Sometimes people just have old shrubs that are half-dead and ratty. Amazingly, lots of people feel they need the “permission” of someone “official” to cut down or rip out ugly, half-dead stuff! I tell them, “Hey, if it’s dead, cut it off. If you don’t like it, rip it out!” Jeez … liberation by shovel. Go figure.
What is curious about the whole comment was not only that someone felt they needed that permission to effect a change in their existing landscaping, but that they realised they had that need, and were thankful for the opportunity.
But gardeners don’t really need my “permission” to remove ugly, half-dead or unwanted plants from their landscape. It’s their yard. They come to classes to get questions answered, and a whole bunch of information on a topic that is organised into fairly painless, digestible bites, with data to take home and review at their leisure.
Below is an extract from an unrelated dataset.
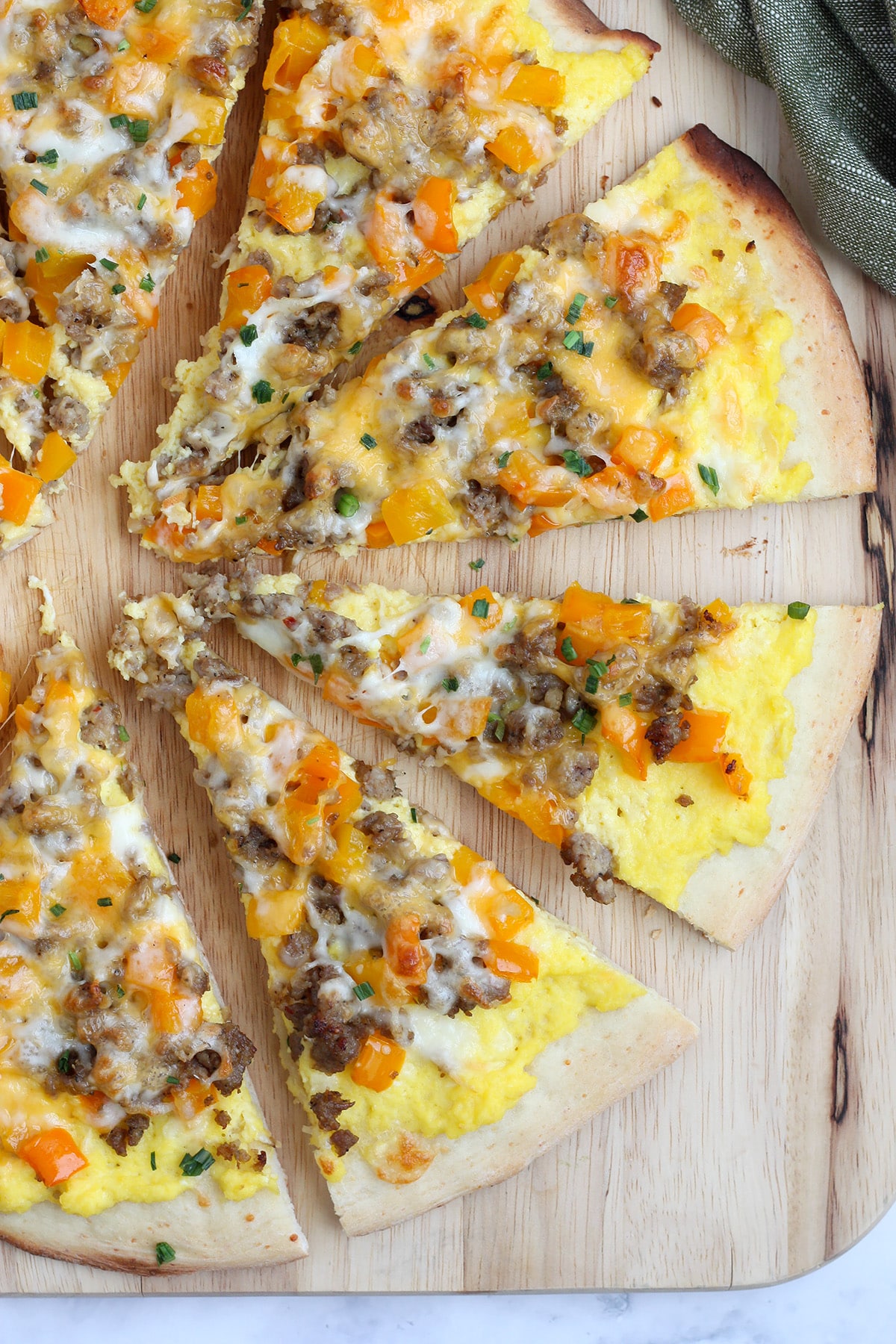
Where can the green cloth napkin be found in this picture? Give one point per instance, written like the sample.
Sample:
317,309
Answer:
833,67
It’s not just gardeners. Many people feel they need permission to make changes in their lives.
Sometimes when people make changes, they face opposition by others. It’s not just replacing grass with flowers, getting a different haircut, or switching a college major. When people make internal changes, they also change interpersonal dynamics. Even if the internal changes and the resulting interpersonal dynamics are healthier, the others who benefitted in some way from the old dynamics (however dysfunctional) are vested in keeping the status quo.
When we ask others for permission to change, sometimes we are not asking for permission so much as encouragement and reassurance that the idea is sound and that others will be supportive.
There’s a phrase one hears sometimes, “Bloom where you grow.” Like other trite homilies, it pretends to be profound, and sometimes is used to beneficial effect. It can mean, “Find imaginative and happy ways of making the best use of what you have to work with in life.” This is fine.
I’ve also heard the same trite phrase used in very negative ways. That probably sounds odd; surely I misunderstood. But no, sweet little fluffy homilies can be used to smother people just as can feather pillows. “This is what you’ve been given, and you shouldn’t hope for or ask for anything else; don’t you go getting above yourself.” Instead of a volunteer flower blooming beside the sidewalk, the person has become the target of a merciless Procrustean “turf-head” who is adamant about keeping everything shaved down to an even height.
Here the gardener can well understand the plight of the little girl in The Secret Garden:
“Might I,” quavered Mary, “might I have a bit of earth?”